History has confirmed his genius – John Napier, the 7th Laird of Merchiston – born in 1550, resident of Merchiston Tower, and inventor of logarithms and Napier’s Bones, both of which paved the way for substantial further scientific discovery by facilitating the computation of complex calculations. But there has also been a suggestion of a darker side to Napier – accused by some of his contemporaries as being in league with the devil. Quite how much truth lies in these claims is lost in the passage of time. Perhaps more likely it was accusation borne of suspicion of a highly intelligent man, clearly not ordinary, and therefore a threat to a narrow-minded populus?

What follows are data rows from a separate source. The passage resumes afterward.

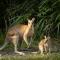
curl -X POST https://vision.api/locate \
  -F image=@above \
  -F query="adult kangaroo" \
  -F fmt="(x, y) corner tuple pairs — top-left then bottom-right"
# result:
(0, 18), (35, 55)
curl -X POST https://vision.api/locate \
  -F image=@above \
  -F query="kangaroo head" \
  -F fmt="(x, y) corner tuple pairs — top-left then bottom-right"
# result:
(28, 18), (35, 26)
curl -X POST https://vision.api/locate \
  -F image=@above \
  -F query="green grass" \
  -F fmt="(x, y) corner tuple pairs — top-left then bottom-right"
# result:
(0, 53), (60, 60)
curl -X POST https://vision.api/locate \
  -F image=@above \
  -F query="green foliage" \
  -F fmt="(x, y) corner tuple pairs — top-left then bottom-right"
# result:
(0, 53), (60, 60)
(1, 0), (60, 43)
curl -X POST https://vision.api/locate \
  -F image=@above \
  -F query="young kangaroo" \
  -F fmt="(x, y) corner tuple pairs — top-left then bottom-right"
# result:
(39, 36), (51, 54)
(0, 18), (35, 55)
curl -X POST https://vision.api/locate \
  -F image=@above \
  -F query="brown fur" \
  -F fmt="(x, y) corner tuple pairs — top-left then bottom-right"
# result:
(0, 18), (35, 54)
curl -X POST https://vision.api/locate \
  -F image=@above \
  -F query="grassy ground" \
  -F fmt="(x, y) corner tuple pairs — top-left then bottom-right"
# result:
(0, 53), (60, 60)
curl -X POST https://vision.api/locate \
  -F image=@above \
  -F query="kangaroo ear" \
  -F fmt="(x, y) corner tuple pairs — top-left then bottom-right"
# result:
(27, 19), (31, 22)
(32, 17), (35, 22)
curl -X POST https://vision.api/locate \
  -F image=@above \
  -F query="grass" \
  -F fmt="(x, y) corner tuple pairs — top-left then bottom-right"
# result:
(0, 53), (60, 60)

By all accounts Napier was prone to odd habits – with late nights walks around his lands at Merchiston Tower in his dark cloak and hooded cap – adding to the locals unease. He was also the owner of a black rooster which was at the centre of the plot of one of the tales that lead to cries of wizardry. When he found that servants had been pilfering he made it known that the cockerel could find the culprit. He instructed the men to go one by one to a building where the bird was placed and to run their hands along its tail – the crow of the cockerel would alert them to the perpetrator. Napier was able to deduce the culprit with some help the bird and an examination of the men’s hands – he had covered its tail in soot and the guilty party, fearful of the cockerel’s magic power was the only one whose hands were soot free!
Another tale of strange powers (or higher intelligence) at play revolves around a neighbouring laird whose pigeons were partial to helping themselves to Napier’s corn seed. Napier’s threat to impound the offending birds was met with retort that he should do his worst and capture them if he could. Allegedly, the next day Napier’s men did indeed bag most of the neighbours birds as they lay helpless on the ground. Whilst the locals were agog at the latest of his spells the true cause of the birds state was apparently more to do with their consumption of alcohol laced seed used as bait by the Merchiston laird.
The fact that Napier survived such accusations, was spared a fiery end and prospered speaks volumes for the power and reach of the Napier family. These were violent times – Scotland was in the midst of sectarian based civil strife. Even those of us who have been challenged by the complexities of trigonometric and algebraic exam questions should be grateful for that!